Хотя среди присутствующих было немало любителей поговорить, этот вопрос, требующий конкретного ответа, ограничил число ораторов.
Закрыв совещание, секретарь обкома попросил остаться и Наливайко и Верхолазова. А вечером снова пригласил нескольких ученых из тех, кто высказывался днем. Потом звонили в районы. И трудно сказать, как бы в тот год решился вопрос со сроками сева, если бы об отставании области на севе не упомянули в передовой «Правды». Это решило вопрос, и к первому мая область засеяла что-то около восьмидесяти процентов плана. А в майские праздники сильно похолодало, в воздухе замелькали белые мушки. Дней на шесть сев прекратился, и остальные двадцать процентов досеяли только к концу мая. И хотя для последнего сева, вполне понятно, остались самые худшие поля, урожай на них оказался в два-три раза выше, чем на самых первых посевах по парам и хорошей зяби.
Уже зимой, подводя итоги года, секретарь обкома на одном из совещаний назвал такую цифру: из-за слишком ранних сроков сева колхозы и совхозы недобрали пятнадцать миллионов пудов пшеницы.
Верхолазов был отстранен от руководства институтом. Агрономы оживленно дискутировали вопрос о лучших сроках сева. При этом многие уже знали об опытах колхозного ученого Терентия Семеновича Мальцева, который сеет хлеба только во второй половине мая и всегда получает высокий урожай.
И в своих планах на 1950 год агрономы намечали начать сев в первой декаде мая. Но природа сама назначила срок сева. Весна оказалась поздней, и отсеялись к началу июня. Но урожай в области был высокий, даже очень высокий.
Секретаря обкома перевели на другую работу, на его место приехал новый, совершенно не знакомый с условиями Сибири. Очередная весна выдалась снова ранней, сеять начали опять очень рано, и хлеб уродился плохо.
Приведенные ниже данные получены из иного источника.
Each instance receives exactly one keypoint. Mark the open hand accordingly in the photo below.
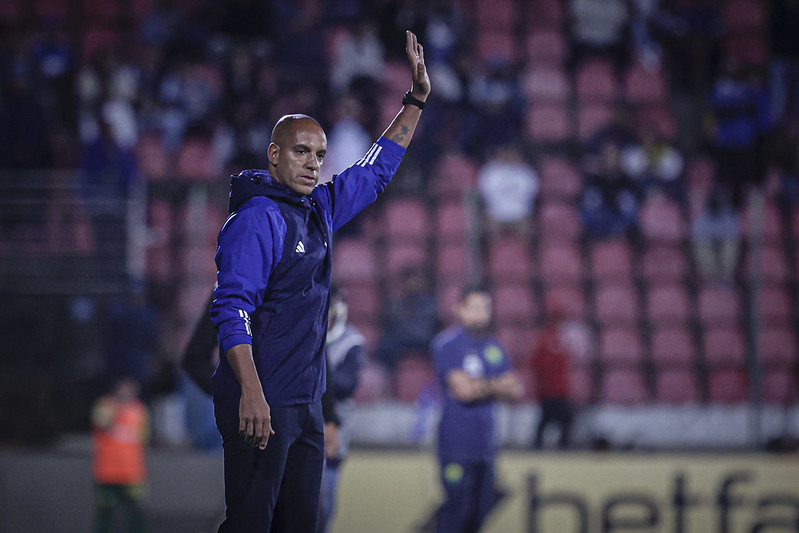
(421, 81)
Все это пробежало в памяти, и я спросил Соколова, где работает Наливайко.
Соколов поднял голову.
— Наливайко?.. Степан Иванович так и работает лет уже двадцать на испытательном участке в соседнем районе. Ну, и в наш район иногда заглядывает. По старой памяти. С ним очень дружил Иван Сергеевич Козлов — секретарь, про которого я рассказывал. Друг к дружке ездили… А вы что, знаете Степана Ивановича?
Я сказал, что встречался с ним.
— Наш ученый, — проговорил с некоторой торжественностью в голосе Соколов, подчеркивая слово «наш». — Да, наш ученый, — повторил он и подстегнул коня. Тот испуганно рванулся и помчал, разбрызгивая дорожную грязь.
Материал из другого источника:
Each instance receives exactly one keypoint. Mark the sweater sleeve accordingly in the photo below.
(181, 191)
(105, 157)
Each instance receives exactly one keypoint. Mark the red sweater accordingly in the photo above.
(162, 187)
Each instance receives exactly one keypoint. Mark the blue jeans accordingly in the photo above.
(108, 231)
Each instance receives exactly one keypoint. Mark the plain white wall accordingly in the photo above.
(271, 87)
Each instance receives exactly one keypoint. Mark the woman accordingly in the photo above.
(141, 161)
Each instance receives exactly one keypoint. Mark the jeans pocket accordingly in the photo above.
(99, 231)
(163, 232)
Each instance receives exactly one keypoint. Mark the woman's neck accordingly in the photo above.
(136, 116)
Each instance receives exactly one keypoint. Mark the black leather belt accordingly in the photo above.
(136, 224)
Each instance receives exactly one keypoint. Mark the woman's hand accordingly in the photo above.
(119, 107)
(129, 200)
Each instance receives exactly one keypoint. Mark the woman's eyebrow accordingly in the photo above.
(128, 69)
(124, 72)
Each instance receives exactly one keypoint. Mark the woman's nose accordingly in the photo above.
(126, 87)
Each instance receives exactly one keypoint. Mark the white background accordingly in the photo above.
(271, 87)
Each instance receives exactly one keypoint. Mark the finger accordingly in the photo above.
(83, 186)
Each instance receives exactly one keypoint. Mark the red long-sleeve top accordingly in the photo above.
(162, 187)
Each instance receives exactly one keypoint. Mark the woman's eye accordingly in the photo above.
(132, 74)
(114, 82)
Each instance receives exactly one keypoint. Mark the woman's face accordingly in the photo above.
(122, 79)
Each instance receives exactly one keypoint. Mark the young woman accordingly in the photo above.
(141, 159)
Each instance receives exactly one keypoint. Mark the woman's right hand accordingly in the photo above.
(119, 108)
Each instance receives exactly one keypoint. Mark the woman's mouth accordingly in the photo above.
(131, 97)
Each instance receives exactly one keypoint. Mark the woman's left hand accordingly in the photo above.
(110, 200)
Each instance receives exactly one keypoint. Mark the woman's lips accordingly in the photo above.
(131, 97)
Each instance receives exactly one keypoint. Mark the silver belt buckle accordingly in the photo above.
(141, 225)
— Вы, Иван Иванович, сорок девятый год помните?
— А кто же его не помнит. Весна была ранняя, как и нынче.
— А тогда вы в какие сроки сеяли?
— В какие Степан Иванович советовал. Только тогда дело совсем другое было. Техники, понимаешь, было много меньше, как ни начинай, а дней двадцать просеешь. Начнешь в ранние сроки и дойдешь до поздних. В среднем-то урожай и терпимый. А теперь при нашей технике можно в десять, а то и в восемь дней посеять. Сунься вот в такую почву — пропал колхоз, без хлеба останется. — Соколов остановил лошадь, вылез из ходка. — Полюбуйтесь, — говорил он уже с полосы.
Я подошел к нему.
— Вы понимаете в агрономии? — спросил Соколов.
Я ответил, что учился на агронома.
— Тогда сами поглядите. — Он разворошил верхний слой, набрал в пригоршни земли и протянул мне. Комок холодной земли тяжело лег на ладонь.
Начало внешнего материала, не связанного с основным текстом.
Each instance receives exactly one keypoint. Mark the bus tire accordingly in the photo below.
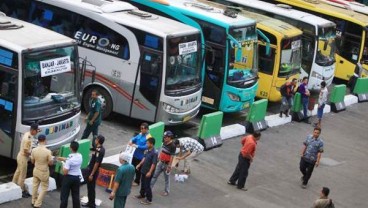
(105, 98)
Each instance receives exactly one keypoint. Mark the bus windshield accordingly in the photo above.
(183, 63)
(49, 83)
(291, 56)
(243, 61)
(326, 46)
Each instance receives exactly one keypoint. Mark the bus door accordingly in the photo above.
(214, 75)
(146, 95)
(8, 94)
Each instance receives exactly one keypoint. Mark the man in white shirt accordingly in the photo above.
(72, 174)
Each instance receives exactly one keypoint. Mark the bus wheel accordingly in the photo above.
(105, 98)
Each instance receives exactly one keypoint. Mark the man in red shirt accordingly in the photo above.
(246, 156)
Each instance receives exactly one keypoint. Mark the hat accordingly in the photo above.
(34, 126)
(41, 137)
(168, 134)
(124, 156)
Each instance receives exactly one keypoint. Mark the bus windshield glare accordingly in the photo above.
(326, 46)
(183, 63)
(49, 83)
(243, 61)
(291, 56)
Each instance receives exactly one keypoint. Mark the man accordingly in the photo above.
(322, 100)
(93, 118)
(287, 92)
(245, 158)
(41, 158)
(22, 159)
(123, 181)
(324, 201)
(303, 90)
(310, 155)
(140, 142)
(93, 166)
(72, 174)
(147, 167)
(189, 149)
(165, 160)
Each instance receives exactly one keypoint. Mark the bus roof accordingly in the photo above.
(213, 14)
(127, 15)
(284, 10)
(263, 21)
(18, 35)
(328, 9)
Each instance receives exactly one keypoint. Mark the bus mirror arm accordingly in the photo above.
(264, 37)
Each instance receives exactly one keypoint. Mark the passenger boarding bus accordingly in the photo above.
(351, 34)
(39, 82)
(283, 63)
(230, 78)
(318, 40)
(144, 66)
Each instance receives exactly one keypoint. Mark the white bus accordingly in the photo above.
(318, 40)
(144, 66)
(39, 83)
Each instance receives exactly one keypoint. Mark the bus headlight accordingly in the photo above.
(233, 97)
(317, 75)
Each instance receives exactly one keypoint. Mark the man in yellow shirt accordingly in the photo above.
(41, 157)
(22, 159)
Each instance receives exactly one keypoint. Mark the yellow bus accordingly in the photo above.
(283, 63)
(351, 33)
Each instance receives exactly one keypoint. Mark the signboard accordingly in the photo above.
(186, 48)
(55, 66)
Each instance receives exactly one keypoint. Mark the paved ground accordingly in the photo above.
(274, 176)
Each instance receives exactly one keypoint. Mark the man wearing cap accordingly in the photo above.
(164, 161)
(22, 159)
(123, 181)
(41, 158)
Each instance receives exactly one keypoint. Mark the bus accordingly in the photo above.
(351, 34)
(318, 39)
(39, 83)
(144, 66)
(230, 78)
(283, 63)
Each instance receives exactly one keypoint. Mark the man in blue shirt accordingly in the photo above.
(303, 90)
(310, 155)
(140, 142)
(123, 181)
(93, 118)
(72, 174)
— Вот вы скажите: есть какая-нибудь жизнь в земле? Никакой нету! Семена сорняков еще не наклюнулись, а мы хотим отдать земле культурное зерно. Смешно! Сорняки-то, понимаешь, тут чувствуют себя что рыба в воде, а культурное… оно и есть культурное. Ему человек помочь должен. — Соколов явно нервничал, губы его дрожали. Разминая землю на ладони, он продолжал уже тише: — Сама природа подскажет человеку, в какие сроки сеять.
Когда мы двинулись дальше, Соколов сказал:
— Это я говорю не свои слова. Это Терентий Семенович да вот Степан Иванович и многие другие так думают.
— Вы встречались с Мальцевым?
— Два раза к нему ездил. И как их слова приложишь к земле… вот к этой самой земле, — он сказал это так тепло, как говорят о близком друге, — сразу пристанут. Начнется жизнь в земле, полезут сорняки из земли — сама природа хлеборобу говорит: вот, на! Бери да скорей уничтожай сорняк и сей пшеничку!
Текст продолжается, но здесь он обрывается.